Paralytic scoliosis following spinal cord injury in childhood is a specific subtype of neuromuscular scoliosis. Patients are often nonambulatory and may develop progressive long C-shaped thoracolumbar or lumbar curves, severe pelvic obliquity, impaired sitting balance, pain, hip dysplasia or subluxation, and functional limitation of the upper limbs due to the need for hand support while sitting. Surgical treatment aims to restore sitting balance, level the pelvis, improve trunk alignment, reduce pain caused by imbalance, and preserve or improve functional independence.
Conventional posterior spinal fusion can correct spinal deformity and pelvic obliquity but usually requires extensive posterior exposure and long-segment fusion, which may increase operative time, blood loss, transfusion volume, wound complications, intensive care unit admission, and hospitalization costs. A posterior minimally invasive correction technique using limited incisions and spinopelvic fixation may reduce surgical trauma while maintaining adequate deformity correction.
This is a prospective, single-center, randomized, parallel-group controlled trial. Eligible participants will be randomized in a 1:1 ratio to receive either posterior minimally invasive correction surgery or conventional posterior spinal fusion.
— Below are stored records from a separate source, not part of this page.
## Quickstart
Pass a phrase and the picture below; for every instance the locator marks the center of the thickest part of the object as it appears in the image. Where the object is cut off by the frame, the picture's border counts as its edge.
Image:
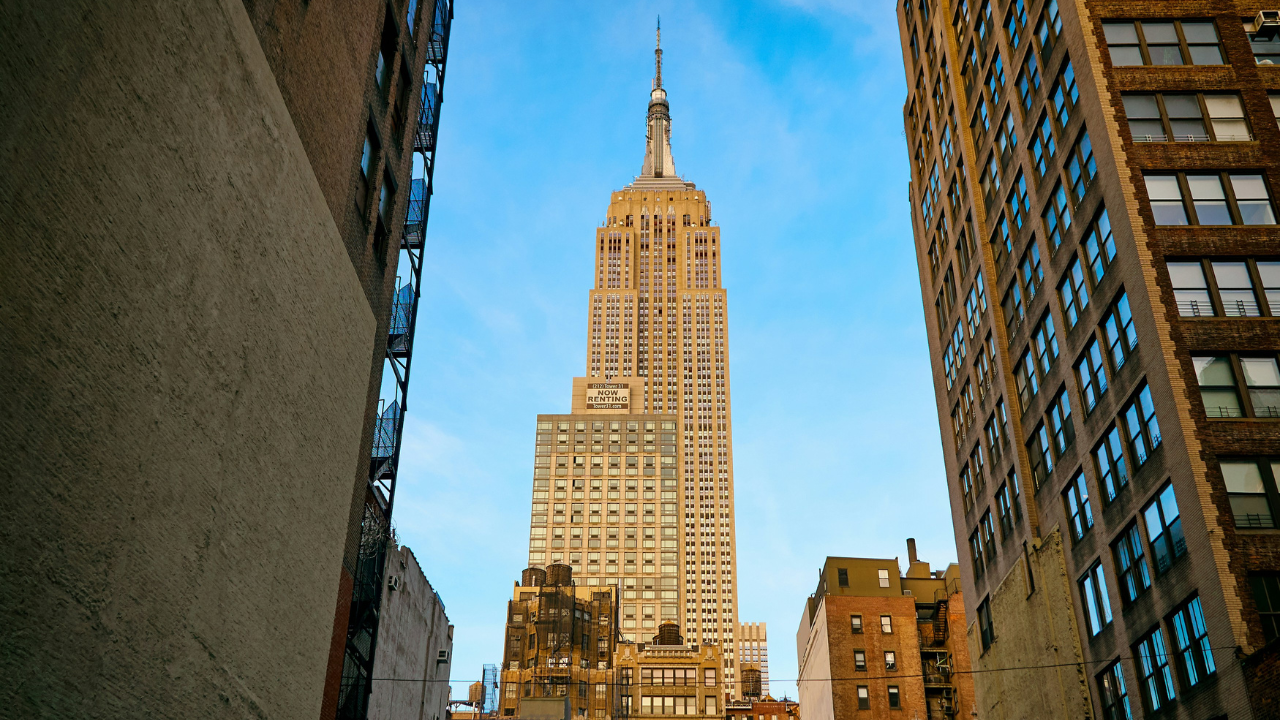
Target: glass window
(1266, 598)
(1144, 121)
(1130, 565)
(1191, 639)
(1191, 290)
(1091, 374)
(1097, 605)
(1166, 200)
(1226, 117)
(1115, 697)
(1100, 247)
(1235, 290)
(1165, 529)
(1078, 513)
(1155, 675)
(1109, 458)
(1208, 199)
(1217, 387)
(1141, 428)
(1252, 200)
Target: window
(1005, 511)
(1100, 246)
(1235, 288)
(1013, 304)
(1132, 570)
(1165, 529)
(988, 534)
(1045, 345)
(1265, 45)
(1079, 515)
(1142, 432)
(1266, 597)
(1097, 605)
(1109, 460)
(1180, 118)
(984, 627)
(1249, 488)
(1057, 217)
(1028, 82)
(1153, 674)
(1120, 333)
(1217, 387)
(1061, 429)
(1064, 96)
(1040, 455)
(1247, 204)
(1042, 146)
(1221, 391)
(1115, 697)
(1151, 42)
(1191, 290)
(1191, 641)
(1091, 376)
(1048, 28)
(1031, 272)
(1025, 379)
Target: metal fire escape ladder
(389, 428)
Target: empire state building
(635, 487)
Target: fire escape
(388, 429)
(940, 695)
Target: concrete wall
(814, 657)
(1033, 630)
(186, 364)
(410, 683)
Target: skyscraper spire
(657, 154)
(657, 55)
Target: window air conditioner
(1266, 24)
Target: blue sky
(790, 115)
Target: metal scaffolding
(361, 642)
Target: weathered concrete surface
(186, 354)
(410, 679)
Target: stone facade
(415, 646)
(193, 350)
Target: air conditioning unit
(1266, 24)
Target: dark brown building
(1093, 200)
(878, 645)
(206, 208)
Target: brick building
(560, 643)
(876, 643)
(1093, 201)
(211, 200)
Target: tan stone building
(1093, 197)
(560, 643)
(753, 646)
(668, 677)
(874, 643)
(634, 488)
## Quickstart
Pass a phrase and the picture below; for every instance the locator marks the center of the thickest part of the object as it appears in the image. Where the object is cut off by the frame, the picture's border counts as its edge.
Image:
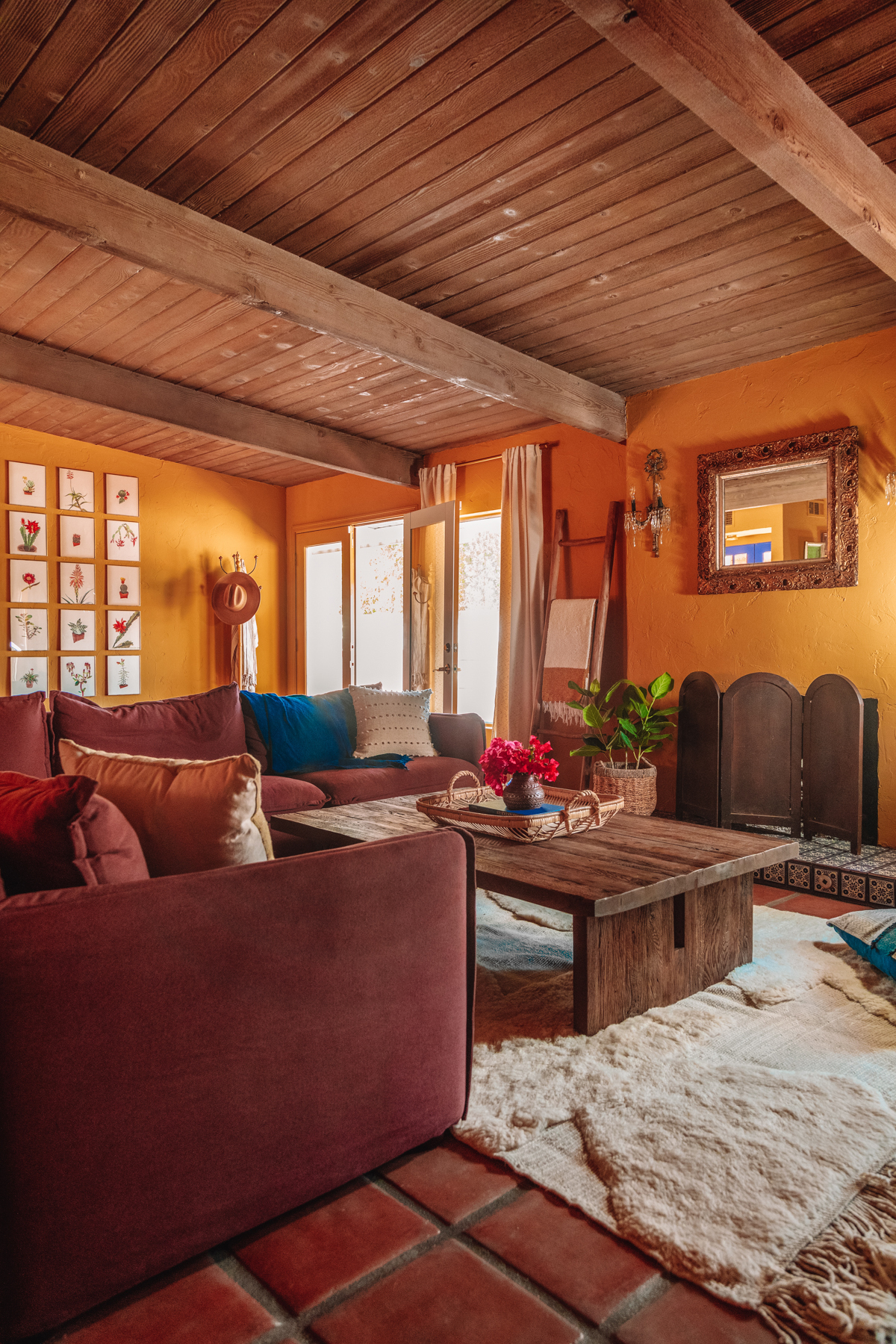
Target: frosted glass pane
(323, 617)
(480, 578)
(379, 593)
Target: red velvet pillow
(191, 727)
(62, 833)
(25, 742)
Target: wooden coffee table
(660, 909)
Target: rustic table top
(626, 863)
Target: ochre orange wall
(583, 473)
(795, 635)
(187, 519)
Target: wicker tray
(581, 812)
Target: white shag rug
(736, 1136)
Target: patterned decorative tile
(199, 1305)
(453, 1180)
(328, 1248)
(825, 880)
(442, 1297)
(882, 892)
(567, 1254)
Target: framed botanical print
(27, 484)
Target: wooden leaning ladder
(595, 655)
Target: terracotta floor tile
(567, 1254)
(444, 1297)
(316, 1253)
(202, 1305)
(453, 1180)
(821, 906)
(687, 1315)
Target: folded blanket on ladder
(566, 658)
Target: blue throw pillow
(872, 934)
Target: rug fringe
(842, 1285)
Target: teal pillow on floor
(872, 934)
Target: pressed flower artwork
(75, 491)
(122, 631)
(122, 675)
(27, 485)
(77, 631)
(77, 537)
(122, 497)
(77, 584)
(28, 581)
(27, 628)
(78, 675)
(27, 675)
(27, 532)
(122, 585)
(122, 541)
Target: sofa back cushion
(190, 815)
(25, 741)
(191, 727)
(62, 833)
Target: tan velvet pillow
(188, 815)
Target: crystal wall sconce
(657, 517)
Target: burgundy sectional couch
(183, 1058)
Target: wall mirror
(780, 515)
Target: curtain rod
(496, 457)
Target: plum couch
(183, 1058)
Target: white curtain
(521, 605)
(438, 484)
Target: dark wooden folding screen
(833, 730)
(699, 749)
(761, 753)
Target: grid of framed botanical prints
(93, 564)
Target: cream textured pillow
(393, 721)
(188, 815)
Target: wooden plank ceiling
(492, 161)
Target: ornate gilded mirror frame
(837, 567)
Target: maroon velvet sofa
(184, 1058)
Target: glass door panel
(477, 621)
(379, 617)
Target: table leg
(659, 953)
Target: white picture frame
(122, 495)
(77, 537)
(28, 628)
(122, 631)
(27, 532)
(122, 673)
(75, 491)
(77, 584)
(27, 675)
(78, 673)
(122, 541)
(28, 582)
(122, 585)
(27, 485)
(78, 631)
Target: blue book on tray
(497, 806)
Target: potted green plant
(635, 725)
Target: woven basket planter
(638, 788)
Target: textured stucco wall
(795, 635)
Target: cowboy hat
(235, 598)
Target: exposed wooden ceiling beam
(171, 403)
(716, 65)
(42, 184)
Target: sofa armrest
(184, 1058)
(460, 735)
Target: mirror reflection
(775, 514)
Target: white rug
(722, 1135)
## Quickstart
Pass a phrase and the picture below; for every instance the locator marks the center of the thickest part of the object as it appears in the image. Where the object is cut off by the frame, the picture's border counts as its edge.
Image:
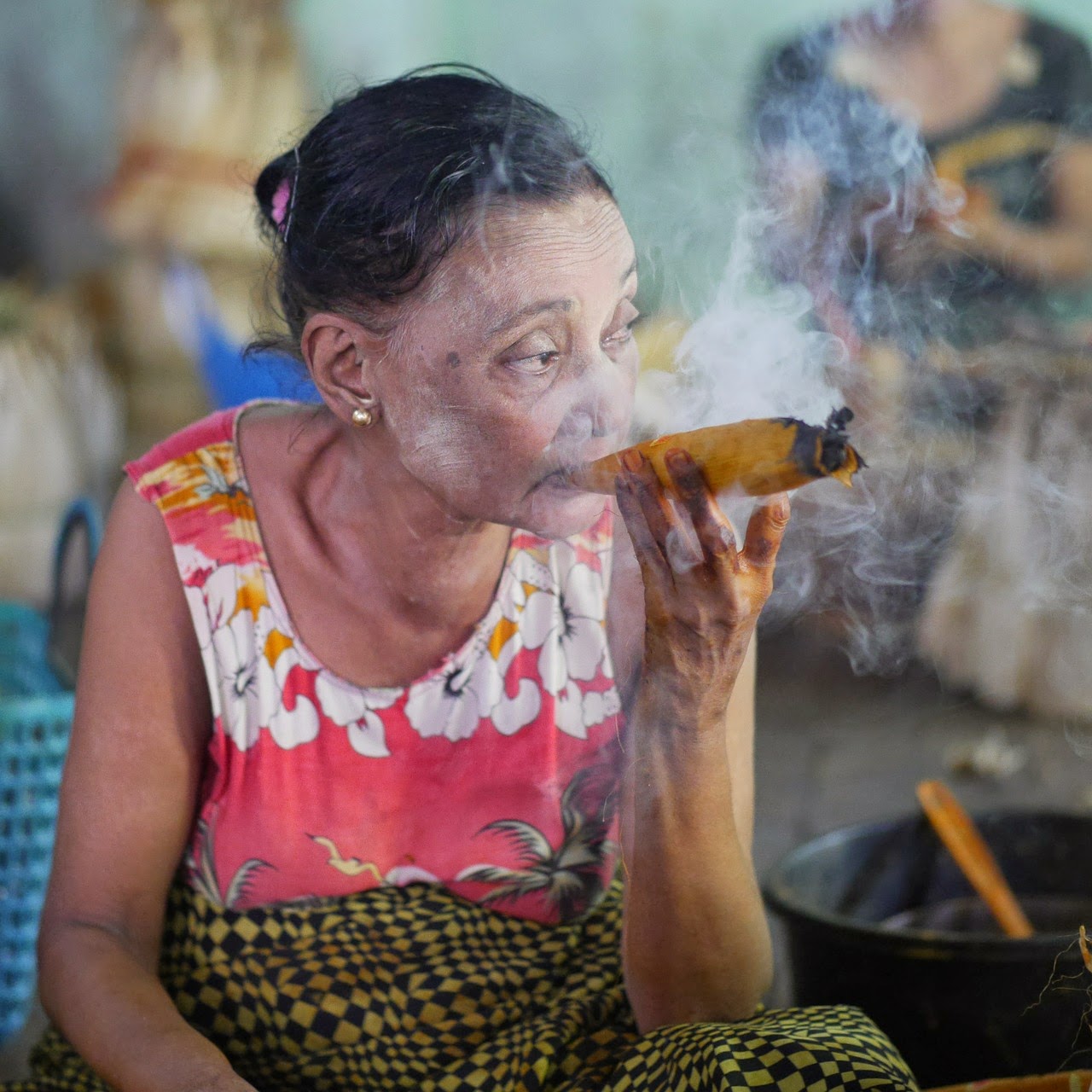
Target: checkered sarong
(415, 989)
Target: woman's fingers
(764, 532)
(653, 500)
(650, 555)
(716, 537)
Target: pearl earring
(367, 413)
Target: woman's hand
(696, 944)
(702, 595)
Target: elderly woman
(369, 690)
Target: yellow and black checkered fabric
(415, 989)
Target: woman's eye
(537, 365)
(624, 332)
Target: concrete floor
(834, 749)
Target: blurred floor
(834, 749)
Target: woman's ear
(341, 356)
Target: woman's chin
(557, 510)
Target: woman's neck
(363, 529)
(433, 564)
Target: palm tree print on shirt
(202, 868)
(572, 876)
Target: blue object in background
(36, 705)
(232, 378)
(230, 375)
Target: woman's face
(514, 363)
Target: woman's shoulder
(218, 428)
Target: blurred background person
(928, 170)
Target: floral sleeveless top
(494, 775)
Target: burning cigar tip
(756, 457)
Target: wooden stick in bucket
(962, 839)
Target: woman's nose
(603, 408)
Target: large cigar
(759, 456)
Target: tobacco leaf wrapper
(757, 456)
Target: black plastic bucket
(880, 916)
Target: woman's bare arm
(130, 785)
(696, 944)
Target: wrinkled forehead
(520, 248)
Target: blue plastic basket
(35, 721)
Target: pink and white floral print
(317, 787)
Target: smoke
(822, 258)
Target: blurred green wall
(662, 85)
(659, 83)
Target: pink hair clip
(280, 205)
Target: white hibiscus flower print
(354, 709)
(456, 700)
(568, 627)
(289, 728)
(452, 702)
(237, 656)
(247, 683)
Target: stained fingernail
(728, 541)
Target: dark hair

Radiographic outcomes, including pelvic obliquity angle, coronal Cobb angle, regional kyphosis, and coronal balance, will be assessed preoperatively, postoperatively, and during follow-up. Perioperative outcomes, complications, reoperations, health-related quality of life, and medical costs will also be recorded.
The study protocol was approved by the institutional ethics committee before participant enrollment. The trial was registered after enrollment had begun because of an administrative oversight. No interim efficacy analysis was performed before trial registration.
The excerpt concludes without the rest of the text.